La pédagogue travaille également de concert avec des kinésiologues. Si elle note des épaules relâchées, des abdos « faibles », des pieds tombants ou des hanches un peu trop coincées, elle n’hésitera pas à chercher l’avis d’un professionnel de la santé.
Trois étapes
La méthodologie de Natalie Olivier se décline en trois étapes : technique, puissance et maniement.
Chaque exercice est d’abord exécuté en priorisant la précision du mouvement. « Chez les patineurs de haut niveau, la plus grande carence est souvent au niveau de la foulée avant. La jambe est souvent raccourcie ou le rythme est déficient. Il faut commencer par installer l’inclinaison du corps et le stretch maximal avec des exercices très télégraphiés. »
Une fois toutes les notions de base assimilées, le joueur est invité à répéter en y mettant toute la gomme. « Ce n’est pas évident, mais tellement important, insiste la prof. Il n’y a pas une poussée qui est vacances, il ne faut pas en relâcher une seule. »
Et à partir du moment où Olivier est satisfaite du résultat, elle sort les rondelles. « Si on entraîne un joueur uniquement au niveau du patinage sans lui donner la rondelle, il va retourner chez lui et toutes ses erreurs vont revenir », a-t-elle appris avec les années.
Pour faire passer son message, Olivier dépensera autant, sinon plus, d’énergie que ses apprentis. Elle crie, s’accroupit, se déplace, gesticule. « C’est mercredi aujourd’hui? Tu vois, c’est surprenant que j’aie encore de la voix », confessera-t-elle lors de notre visite.

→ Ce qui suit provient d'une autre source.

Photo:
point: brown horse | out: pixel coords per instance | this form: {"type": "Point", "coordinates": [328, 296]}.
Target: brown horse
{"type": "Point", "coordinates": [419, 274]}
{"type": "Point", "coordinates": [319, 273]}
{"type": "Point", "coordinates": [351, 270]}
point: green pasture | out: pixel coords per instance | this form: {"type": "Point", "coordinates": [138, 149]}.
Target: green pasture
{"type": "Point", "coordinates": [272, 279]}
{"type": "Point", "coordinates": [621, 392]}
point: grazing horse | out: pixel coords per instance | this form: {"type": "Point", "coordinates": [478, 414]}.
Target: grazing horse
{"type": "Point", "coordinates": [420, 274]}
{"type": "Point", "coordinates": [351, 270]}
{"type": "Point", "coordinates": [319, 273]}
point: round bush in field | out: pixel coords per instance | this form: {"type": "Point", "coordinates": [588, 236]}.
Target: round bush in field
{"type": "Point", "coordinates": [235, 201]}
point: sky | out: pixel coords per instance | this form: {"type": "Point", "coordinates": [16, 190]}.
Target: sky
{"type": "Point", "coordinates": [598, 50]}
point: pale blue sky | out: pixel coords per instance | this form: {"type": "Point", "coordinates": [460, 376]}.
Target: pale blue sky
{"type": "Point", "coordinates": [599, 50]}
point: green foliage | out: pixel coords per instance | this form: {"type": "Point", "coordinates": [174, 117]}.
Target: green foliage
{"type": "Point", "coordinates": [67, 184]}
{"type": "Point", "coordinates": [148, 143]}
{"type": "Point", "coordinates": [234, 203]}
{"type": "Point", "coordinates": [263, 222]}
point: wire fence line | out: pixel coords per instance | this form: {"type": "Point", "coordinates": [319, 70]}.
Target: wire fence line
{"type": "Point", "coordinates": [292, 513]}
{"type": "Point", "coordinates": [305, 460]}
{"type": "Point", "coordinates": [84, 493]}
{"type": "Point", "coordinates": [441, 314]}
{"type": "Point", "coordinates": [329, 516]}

« Au début, je n’étais pas certain, admet Grégoire en riant. À mes premiers cours, je me faisais tout le temps courir après, j’étais pourri! Je me disais ‘crime, je me fais crier après tout l’hiver, j’arrive ici et ça continue... pas sûr que ça me tente!’ Mais quand tu mets ton égo de côté, c’est correct. Les résultats sont là et c’est tout ce qui compte. »
Pour Grégoire, les progrès sont tangibles. La saison dernière, il a doublé son sommet personnel précédent en amassant 25 points en 63 matchs à sa troisième saison dans la Ligue américaine.
« C’est sûr que c’était quelque chose que j’avais à travailler, mais en même temps, tu n’es jamais assez vite, jamais assez puissant. Pour moi, ça a fait une grosse différence. Je suis plus solide sur mes patins et je suis plus rapide. Ça m’a donné une longueur d’avance pour ma saison. »
« Rien qu’en un été, tu sors d’ici et tu le vois que tu es différent », confirme L’Italien.